Bundaberg State High School has a proud history of public education and celebrates its centenary in 2012. 

Bundaberg State High School opened on 1 January, 1912 in premises initially erected for the Sugar Bureau on land bordered by the Burnett River, Maryborough Street and Quay Street. The school formally opened on 31 January, 1912, with an enrolment of 59. By the end of the first quarter the number had risen to 76, and at the end of twelve months the school boasted a population of 90. The average number of students for 1912 was officially quoted as 64.7.

At the time there was only one course, the Professional or Academic Course; and subjects taught included English, Latin, French, German, Mathematics, Algebra, Geometry, Physics and Chemistry.
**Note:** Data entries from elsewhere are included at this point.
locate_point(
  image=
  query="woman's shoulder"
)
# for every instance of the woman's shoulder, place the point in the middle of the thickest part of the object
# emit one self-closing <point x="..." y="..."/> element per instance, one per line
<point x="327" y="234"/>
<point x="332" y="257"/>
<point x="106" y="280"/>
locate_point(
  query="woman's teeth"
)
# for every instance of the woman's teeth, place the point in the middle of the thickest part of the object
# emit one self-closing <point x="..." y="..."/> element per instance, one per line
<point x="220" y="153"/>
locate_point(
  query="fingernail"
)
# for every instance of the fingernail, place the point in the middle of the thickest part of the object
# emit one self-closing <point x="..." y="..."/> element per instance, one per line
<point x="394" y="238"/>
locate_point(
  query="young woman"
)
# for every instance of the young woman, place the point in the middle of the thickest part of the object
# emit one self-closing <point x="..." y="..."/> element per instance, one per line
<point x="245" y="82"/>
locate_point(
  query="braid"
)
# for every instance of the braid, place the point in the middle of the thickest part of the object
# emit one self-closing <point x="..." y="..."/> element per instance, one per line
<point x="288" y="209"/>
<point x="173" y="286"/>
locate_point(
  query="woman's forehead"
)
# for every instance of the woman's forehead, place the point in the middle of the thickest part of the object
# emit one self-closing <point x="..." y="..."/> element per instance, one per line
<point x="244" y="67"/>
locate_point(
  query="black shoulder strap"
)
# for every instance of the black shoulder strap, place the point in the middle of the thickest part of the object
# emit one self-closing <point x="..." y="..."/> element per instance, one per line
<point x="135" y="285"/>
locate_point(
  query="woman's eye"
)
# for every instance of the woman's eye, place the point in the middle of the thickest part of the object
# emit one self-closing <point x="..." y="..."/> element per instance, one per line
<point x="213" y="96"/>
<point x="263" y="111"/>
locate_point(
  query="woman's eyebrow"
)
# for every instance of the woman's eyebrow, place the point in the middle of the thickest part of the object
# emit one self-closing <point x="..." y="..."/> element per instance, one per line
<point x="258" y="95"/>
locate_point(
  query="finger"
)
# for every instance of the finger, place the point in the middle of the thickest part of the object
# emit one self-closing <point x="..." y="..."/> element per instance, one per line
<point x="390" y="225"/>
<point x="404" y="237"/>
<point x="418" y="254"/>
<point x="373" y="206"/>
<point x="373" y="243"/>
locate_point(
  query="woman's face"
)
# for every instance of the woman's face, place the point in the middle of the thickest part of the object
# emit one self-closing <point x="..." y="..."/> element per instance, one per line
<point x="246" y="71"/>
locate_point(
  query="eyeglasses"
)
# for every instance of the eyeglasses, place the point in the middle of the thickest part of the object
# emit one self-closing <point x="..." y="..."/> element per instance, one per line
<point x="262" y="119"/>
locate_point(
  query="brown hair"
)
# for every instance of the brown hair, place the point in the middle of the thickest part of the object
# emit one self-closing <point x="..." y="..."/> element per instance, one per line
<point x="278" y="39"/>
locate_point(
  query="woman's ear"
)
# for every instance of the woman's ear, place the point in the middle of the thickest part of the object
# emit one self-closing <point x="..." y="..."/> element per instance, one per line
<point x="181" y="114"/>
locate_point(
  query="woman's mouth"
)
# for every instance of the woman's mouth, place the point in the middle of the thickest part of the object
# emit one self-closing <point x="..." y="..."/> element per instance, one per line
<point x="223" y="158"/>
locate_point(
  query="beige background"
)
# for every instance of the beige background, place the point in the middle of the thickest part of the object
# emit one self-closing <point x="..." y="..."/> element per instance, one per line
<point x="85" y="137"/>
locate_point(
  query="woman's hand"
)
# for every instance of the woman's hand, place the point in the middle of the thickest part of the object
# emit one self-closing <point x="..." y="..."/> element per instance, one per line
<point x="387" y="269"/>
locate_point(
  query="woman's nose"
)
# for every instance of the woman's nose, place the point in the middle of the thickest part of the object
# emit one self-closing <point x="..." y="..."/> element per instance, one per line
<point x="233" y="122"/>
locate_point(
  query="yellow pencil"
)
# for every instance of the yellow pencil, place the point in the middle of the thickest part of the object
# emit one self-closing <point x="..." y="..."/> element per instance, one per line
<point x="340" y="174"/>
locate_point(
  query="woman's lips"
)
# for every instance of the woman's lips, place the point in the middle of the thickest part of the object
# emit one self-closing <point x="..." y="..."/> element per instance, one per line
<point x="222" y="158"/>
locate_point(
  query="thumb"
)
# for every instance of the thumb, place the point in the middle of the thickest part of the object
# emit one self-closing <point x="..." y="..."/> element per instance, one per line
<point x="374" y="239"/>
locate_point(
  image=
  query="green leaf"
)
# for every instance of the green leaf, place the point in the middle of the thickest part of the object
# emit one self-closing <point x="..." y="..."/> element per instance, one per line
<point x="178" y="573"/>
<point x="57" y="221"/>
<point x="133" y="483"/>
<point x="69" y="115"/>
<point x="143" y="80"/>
For sport the school offered tennis for girls and cricket for boys, although initially there was no land set aside for sporting activities. Vacant land opposite the school, adjoining the old Labour Bureau, was to be acquired for use as a playing area.

Because of the school's position, pupils often arrived in the horse drawn cart which brought the daily supplies of milk to the nearby butter factory.

On 20 December, 1920, Bundaberg State High School was transferred to its new quarters - a site it was to occupy continuously until the present day. The decision to move the Technical College was deferred until a later date for a number of reasons, not the least of which was additional cost.

The official opening of the new High School took place at a public ceremony on 24 January, 1921. The Minister for Public Instruction, the Hon. A.J. Huxham, declared the buildings open. In his address, the Principal, Mr. Krone, revealed that the department had refused to provide a cricket pitch, although a tennis court might be put down. He announced that the school motto would be "Per Ardua ad Astra" (Through hard work to the stars). Mr. Krone suggested that this might be interpreted as "It's a rough road to the stars" or. "If you want to get to Heaven, WORK".